El poster desplegable que viene junto con la caja 60 x 60 es –junto a otros detalles como que los CD y los DVD juegan con la gráfica de los viejos discos simples– un homenaje a la década de la que Charly se nutrió. Hay cientos de fotos, dibujos, apuntes, tickets y afiches de viejos shows, memorabilia de lo más variada agrupada como en un collage (“igual que en el Album blanco”, dirá García), como si se hubiera ordenado un allanamiento al cajón del placard de un fan del estilo El Porsuigieco, el magistral monstruo rockero creado por Saborido y Capusotto. Hay, también algunas frases. “¿Por qué no vamos por la escalera, que está completamente inventada?” J.L. Borges, se lee por ahí, con la grafía urgente de Charly. La ingeniosa sugerencia del escritor ante la disyuntiva “ascensor o escalera” plantea si se quiere un postulado conservador. ¿Charly se refleja en esa frase? Más que conservador, clásico: García ha tomado el ascensor demasiadas veces, con diversas y temerarias provocaciones. Incluso ha experimentado con el balcón y la ventana. Quizás éste sea el momento de subir su propia escalera, completamente inventada por él. Otra frase del poster: “El futuro está en el pasado”. Esa frase es de Dylan, y va a hablar varias veces de él.

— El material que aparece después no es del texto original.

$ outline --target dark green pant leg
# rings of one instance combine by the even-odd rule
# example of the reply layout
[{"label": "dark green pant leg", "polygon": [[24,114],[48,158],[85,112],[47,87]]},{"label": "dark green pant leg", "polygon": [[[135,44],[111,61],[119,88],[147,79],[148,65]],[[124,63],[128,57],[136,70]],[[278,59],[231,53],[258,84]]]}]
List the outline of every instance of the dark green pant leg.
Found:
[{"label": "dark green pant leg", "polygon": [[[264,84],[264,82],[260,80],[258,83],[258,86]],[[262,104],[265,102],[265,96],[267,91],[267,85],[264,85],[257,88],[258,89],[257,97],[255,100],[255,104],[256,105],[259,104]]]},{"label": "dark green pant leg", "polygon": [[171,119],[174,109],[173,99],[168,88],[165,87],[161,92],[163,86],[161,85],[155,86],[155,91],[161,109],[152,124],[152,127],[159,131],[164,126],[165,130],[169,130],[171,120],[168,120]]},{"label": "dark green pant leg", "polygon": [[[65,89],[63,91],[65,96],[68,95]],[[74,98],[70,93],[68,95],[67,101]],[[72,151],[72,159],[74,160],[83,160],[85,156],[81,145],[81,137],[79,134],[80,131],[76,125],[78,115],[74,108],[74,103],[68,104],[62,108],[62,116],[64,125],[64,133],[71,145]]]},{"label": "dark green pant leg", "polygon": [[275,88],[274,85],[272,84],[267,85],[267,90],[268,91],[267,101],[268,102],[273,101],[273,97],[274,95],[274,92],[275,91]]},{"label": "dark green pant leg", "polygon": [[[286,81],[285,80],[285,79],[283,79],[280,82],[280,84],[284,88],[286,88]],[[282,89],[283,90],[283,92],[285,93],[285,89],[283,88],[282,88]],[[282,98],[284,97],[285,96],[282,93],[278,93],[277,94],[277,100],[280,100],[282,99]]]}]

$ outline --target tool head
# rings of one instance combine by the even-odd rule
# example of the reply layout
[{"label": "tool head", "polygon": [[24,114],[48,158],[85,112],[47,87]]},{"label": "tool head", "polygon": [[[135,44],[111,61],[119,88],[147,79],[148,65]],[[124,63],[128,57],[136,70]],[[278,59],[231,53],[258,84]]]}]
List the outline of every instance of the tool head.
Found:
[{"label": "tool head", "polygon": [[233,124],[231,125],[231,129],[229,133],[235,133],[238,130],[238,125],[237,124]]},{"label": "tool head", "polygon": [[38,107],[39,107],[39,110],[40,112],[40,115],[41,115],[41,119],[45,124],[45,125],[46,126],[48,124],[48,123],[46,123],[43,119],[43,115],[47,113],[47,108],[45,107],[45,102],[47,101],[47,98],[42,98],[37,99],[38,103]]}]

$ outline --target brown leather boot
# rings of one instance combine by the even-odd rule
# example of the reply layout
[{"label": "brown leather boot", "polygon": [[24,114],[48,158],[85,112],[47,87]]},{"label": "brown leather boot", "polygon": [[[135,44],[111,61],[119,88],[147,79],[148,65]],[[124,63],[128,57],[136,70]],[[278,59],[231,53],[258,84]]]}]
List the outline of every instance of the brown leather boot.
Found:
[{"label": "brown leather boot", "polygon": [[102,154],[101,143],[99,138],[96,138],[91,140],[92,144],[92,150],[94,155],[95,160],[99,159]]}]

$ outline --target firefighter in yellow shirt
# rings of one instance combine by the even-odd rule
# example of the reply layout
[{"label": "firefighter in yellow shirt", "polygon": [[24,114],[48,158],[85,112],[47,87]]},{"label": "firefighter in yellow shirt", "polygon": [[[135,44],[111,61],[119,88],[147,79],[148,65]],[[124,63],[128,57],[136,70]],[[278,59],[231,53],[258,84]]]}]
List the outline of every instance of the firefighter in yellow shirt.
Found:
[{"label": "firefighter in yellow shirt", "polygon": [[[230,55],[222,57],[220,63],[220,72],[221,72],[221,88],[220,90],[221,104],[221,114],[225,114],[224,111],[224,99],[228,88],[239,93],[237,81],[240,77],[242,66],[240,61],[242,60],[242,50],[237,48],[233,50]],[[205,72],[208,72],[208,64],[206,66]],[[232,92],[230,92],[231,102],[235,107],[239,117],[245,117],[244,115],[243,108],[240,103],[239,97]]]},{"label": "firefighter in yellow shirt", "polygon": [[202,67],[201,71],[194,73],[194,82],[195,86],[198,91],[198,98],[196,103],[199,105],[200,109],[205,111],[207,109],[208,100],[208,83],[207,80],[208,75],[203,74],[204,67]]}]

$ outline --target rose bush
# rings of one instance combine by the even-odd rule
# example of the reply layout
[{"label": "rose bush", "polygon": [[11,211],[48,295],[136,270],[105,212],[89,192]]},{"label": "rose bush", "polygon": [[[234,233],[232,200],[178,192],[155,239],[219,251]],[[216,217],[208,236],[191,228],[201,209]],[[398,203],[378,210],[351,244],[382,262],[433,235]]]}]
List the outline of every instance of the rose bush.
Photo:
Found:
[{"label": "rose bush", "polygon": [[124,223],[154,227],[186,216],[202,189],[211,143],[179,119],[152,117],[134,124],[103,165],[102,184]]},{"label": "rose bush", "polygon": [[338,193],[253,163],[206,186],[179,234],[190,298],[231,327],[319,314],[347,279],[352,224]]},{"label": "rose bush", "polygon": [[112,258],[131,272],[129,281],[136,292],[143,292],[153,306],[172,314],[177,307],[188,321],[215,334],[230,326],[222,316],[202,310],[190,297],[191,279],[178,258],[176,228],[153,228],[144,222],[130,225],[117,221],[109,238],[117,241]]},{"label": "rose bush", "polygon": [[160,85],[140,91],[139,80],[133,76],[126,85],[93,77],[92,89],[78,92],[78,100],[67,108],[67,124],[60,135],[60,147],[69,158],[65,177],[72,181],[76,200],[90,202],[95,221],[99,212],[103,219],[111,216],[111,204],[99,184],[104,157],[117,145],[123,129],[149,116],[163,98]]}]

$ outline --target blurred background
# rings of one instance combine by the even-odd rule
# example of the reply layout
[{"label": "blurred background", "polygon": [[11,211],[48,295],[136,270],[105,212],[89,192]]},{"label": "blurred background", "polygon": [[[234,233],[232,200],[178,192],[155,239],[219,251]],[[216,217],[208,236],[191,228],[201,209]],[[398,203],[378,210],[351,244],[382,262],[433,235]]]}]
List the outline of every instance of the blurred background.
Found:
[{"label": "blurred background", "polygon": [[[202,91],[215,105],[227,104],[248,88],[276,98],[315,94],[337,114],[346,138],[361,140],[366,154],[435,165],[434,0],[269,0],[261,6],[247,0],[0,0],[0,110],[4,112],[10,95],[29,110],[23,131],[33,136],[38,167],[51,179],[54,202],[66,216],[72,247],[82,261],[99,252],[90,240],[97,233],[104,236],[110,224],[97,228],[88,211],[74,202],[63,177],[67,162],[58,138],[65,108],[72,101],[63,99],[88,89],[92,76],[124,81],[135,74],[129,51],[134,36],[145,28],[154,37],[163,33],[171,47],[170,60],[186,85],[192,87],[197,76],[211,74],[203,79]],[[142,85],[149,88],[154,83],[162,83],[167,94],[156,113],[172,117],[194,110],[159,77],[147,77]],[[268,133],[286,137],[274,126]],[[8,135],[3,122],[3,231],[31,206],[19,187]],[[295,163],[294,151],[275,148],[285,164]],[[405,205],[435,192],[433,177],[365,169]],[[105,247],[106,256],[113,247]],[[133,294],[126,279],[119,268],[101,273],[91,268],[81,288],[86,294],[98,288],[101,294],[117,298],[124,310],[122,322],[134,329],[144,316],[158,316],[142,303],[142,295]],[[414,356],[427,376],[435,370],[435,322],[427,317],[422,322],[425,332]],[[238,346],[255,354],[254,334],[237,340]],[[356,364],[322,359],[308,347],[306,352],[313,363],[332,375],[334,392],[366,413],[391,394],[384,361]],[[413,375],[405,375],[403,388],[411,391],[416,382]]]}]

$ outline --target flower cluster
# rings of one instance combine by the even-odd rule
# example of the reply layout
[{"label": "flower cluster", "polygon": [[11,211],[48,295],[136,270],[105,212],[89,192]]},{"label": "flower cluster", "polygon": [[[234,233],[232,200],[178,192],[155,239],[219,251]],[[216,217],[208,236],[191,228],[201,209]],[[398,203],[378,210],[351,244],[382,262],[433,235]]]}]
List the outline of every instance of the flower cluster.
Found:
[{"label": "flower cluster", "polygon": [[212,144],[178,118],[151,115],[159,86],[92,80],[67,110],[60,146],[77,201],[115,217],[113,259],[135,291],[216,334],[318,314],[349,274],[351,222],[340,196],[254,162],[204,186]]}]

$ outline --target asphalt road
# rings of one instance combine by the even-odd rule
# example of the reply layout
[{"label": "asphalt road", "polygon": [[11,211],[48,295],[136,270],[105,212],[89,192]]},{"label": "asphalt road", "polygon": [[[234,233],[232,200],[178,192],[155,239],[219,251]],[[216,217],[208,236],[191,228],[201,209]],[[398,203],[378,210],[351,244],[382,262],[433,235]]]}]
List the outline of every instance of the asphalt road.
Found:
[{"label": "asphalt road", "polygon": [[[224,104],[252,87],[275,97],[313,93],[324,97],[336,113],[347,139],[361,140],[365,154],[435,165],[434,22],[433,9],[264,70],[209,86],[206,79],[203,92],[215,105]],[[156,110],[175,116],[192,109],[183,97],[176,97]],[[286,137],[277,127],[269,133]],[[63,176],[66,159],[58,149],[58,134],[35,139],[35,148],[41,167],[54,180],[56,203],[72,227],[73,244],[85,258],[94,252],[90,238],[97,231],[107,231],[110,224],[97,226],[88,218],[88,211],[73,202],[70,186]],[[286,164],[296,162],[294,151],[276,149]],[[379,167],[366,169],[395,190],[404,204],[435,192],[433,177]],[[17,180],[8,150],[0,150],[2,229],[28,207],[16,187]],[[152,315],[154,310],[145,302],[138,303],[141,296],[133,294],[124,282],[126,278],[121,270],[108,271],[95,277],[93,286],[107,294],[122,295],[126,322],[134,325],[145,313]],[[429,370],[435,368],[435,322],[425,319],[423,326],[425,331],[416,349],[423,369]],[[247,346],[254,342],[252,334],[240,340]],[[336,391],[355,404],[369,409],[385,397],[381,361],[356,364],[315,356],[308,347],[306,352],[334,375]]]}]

“Algunos no la pescan. El primer 60 es por los sixties. El segundo por mi edad. Hay como 60 temas, etcétera. Es, como siempre, una ocurrencia mía”, explica, también, de puño y letra, en la caja. Y abajo escribe su marca registrada, pero con signo de interrogación: Say No More? Aunque el presente sea esta reinvención del pasado, el futuro no parece estar en el pasado. Al menos eso debe pensar el equipo que lo asiste y trata, y su novia Mecha Iñigo. Ahí está, entonces, en el living de un departamento del Palacio de los Patos de la calle Ugarteche: Mecha, peluquero y rock and roll. Tiene una sonrisa esculpida en la cara; una sonrisa cannábica sin cannabis. Esa sonrisa viene de otro siglo y en su campo magnético todos caemos encantados. Da la sensación de que uno podría quedarse a vivir en esta casa discretamente burguesa, de chimenea blanca y laptop; da la sensación de que si uno se queda efectivamente a vivir, va a ser permanentemente agasajado con café, facturas y buen tabaco. Y buena charla. Aquel Charly esquelético, de perfiles faciales filosos, agudos, que se movía como un desacatado arlequín punk, es hoy un charlista reflexivo, memorioso, algo melancólico y por momentos pasional. En off o, mejor dicho, en esas situaciones en las que queda claro que se está fuera de la entrevista periodística, se refiere con calidez a Andrés Calamaro, se ríe de Violencia Rivas (“un whiskicito”), elogia a Skay Beilinson (“si lo ves, mandale saludos; es buena gente y un gran músico”) y habla de rutinas físicas: “Hago un poco de cinta… Me aburre olímpicamente. Más me gusta salir a caminar, pero se complica con la gente. Aunque la otra vez salimos con Mecha por los bosques de Palermo y la pasamos bárbaro”.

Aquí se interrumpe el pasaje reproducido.